Abstract
Irritable bowel syndrome (IBS) is a functional gastrointestinal disorder, with the characteristic symptoms of chronic abdominal pain and altered bowel habits (diarrhea, constipation, or both). IBS is a highly prevalent condition, which negatively affects quality of life and is a significant burden on global healthcare costs. Although many pharmacological medicines have been proposed to treat IBS, including those targeting receptors, channels, and chemical mediators related to visceral hypersensitivity, successful pharmacotherapy for the disease has not been established. Visceral hypersensitivity plays an important role in IBS pathogenesis. Immune activation is observed in diarrhea-predominant patients with IBS and contributes to the development of visceral hypersensitivity. Adenosine is a chemical mediator that regulates many physiological processes, including inflammation and nociception.

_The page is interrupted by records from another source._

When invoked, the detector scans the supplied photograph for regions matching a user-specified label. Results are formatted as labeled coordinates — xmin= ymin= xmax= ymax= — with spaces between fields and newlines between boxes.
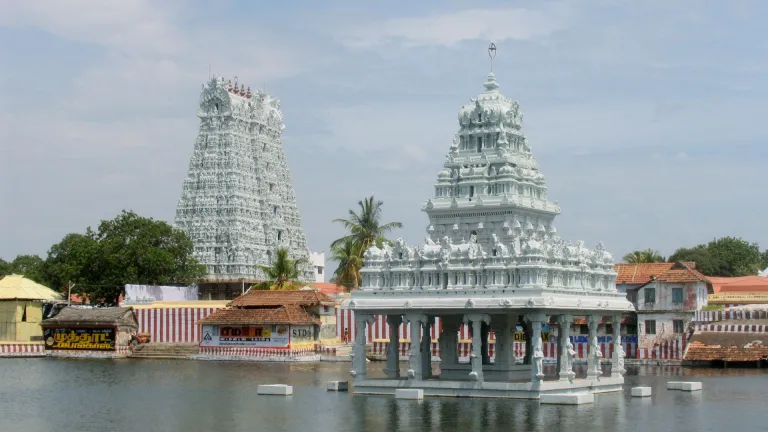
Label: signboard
xmin=43 ymin=327 xmax=115 ymax=351
xmin=200 ymin=325 xmax=290 ymax=347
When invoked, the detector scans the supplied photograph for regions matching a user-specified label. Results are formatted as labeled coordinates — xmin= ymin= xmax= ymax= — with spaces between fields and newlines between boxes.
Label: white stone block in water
xmin=680 ymin=382 xmax=701 ymax=391
xmin=256 ymin=384 xmax=293 ymax=396
xmin=667 ymin=381 xmax=683 ymax=390
xmin=395 ymin=389 xmax=424 ymax=399
xmin=541 ymin=393 xmax=595 ymax=405
xmin=632 ymin=387 xmax=651 ymax=397
xmin=328 ymin=381 xmax=349 ymax=391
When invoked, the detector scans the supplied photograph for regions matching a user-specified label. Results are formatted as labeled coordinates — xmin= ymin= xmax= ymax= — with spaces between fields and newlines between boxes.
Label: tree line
xmin=0 ymin=210 xmax=206 ymax=305
xmin=624 ymin=237 xmax=768 ymax=277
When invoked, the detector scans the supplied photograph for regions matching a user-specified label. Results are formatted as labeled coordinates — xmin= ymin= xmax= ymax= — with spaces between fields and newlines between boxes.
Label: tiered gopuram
xmin=342 ymin=60 xmax=632 ymax=398
xmin=176 ymin=77 xmax=315 ymax=284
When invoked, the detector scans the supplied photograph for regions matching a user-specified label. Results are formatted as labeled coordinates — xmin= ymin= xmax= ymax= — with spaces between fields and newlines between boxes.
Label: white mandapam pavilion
xmin=342 ymin=55 xmax=632 ymax=398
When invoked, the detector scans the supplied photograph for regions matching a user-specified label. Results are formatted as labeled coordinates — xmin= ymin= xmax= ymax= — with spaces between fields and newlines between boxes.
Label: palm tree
xmin=624 ymin=248 xmax=666 ymax=264
xmin=253 ymin=248 xmax=305 ymax=290
xmin=331 ymin=239 xmax=363 ymax=289
xmin=331 ymin=196 xmax=403 ymax=251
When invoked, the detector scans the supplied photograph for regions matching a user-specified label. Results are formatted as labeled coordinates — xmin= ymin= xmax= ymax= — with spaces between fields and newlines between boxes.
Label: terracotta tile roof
xmin=230 ymin=290 xmax=336 ymax=307
xmin=685 ymin=332 xmax=768 ymax=362
xmin=709 ymin=276 xmax=768 ymax=294
xmin=613 ymin=262 xmax=708 ymax=285
xmin=199 ymin=305 xmax=320 ymax=325
xmin=310 ymin=282 xmax=344 ymax=295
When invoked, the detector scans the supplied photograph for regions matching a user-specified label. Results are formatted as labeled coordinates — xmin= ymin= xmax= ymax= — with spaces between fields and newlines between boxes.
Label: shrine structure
xmin=342 ymin=47 xmax=632 ymax=399
xmin=175 ymin=76 xmax=317 ymax=300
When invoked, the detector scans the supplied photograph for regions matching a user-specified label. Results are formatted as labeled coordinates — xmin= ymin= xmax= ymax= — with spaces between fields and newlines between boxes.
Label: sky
xmin=0 ymin=0 xmax=768 ymax=266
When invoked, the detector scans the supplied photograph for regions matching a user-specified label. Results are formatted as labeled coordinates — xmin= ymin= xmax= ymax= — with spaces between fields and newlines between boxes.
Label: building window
xmin=672 ymin=320 xmax=685 ymax=333
xmin=645 ymin=320 xmax=656 ymax=335
xmin=672 ymin=288 xmax=683 ymax=304
xmin=643 ymin=288 xmax=656 ymax=306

Among its receptors, the adenosine A2B receptor regulates intestinal secretion, motor function, and the immune response. We recently demonstrated that the adenosine A2B receptor is involved in visceral hypersensitivity in animal models of IBS. In this review, we discuss the possibility of the adenosine A2B receptor as a novel therapeutic target for IBS.
Highlights
Irritable bowel syndrome (IBS) is a chronic functional gastrointestinal disorder involving abdominal pain or discomfort, bloating, diarrhea, and/or constipation [1]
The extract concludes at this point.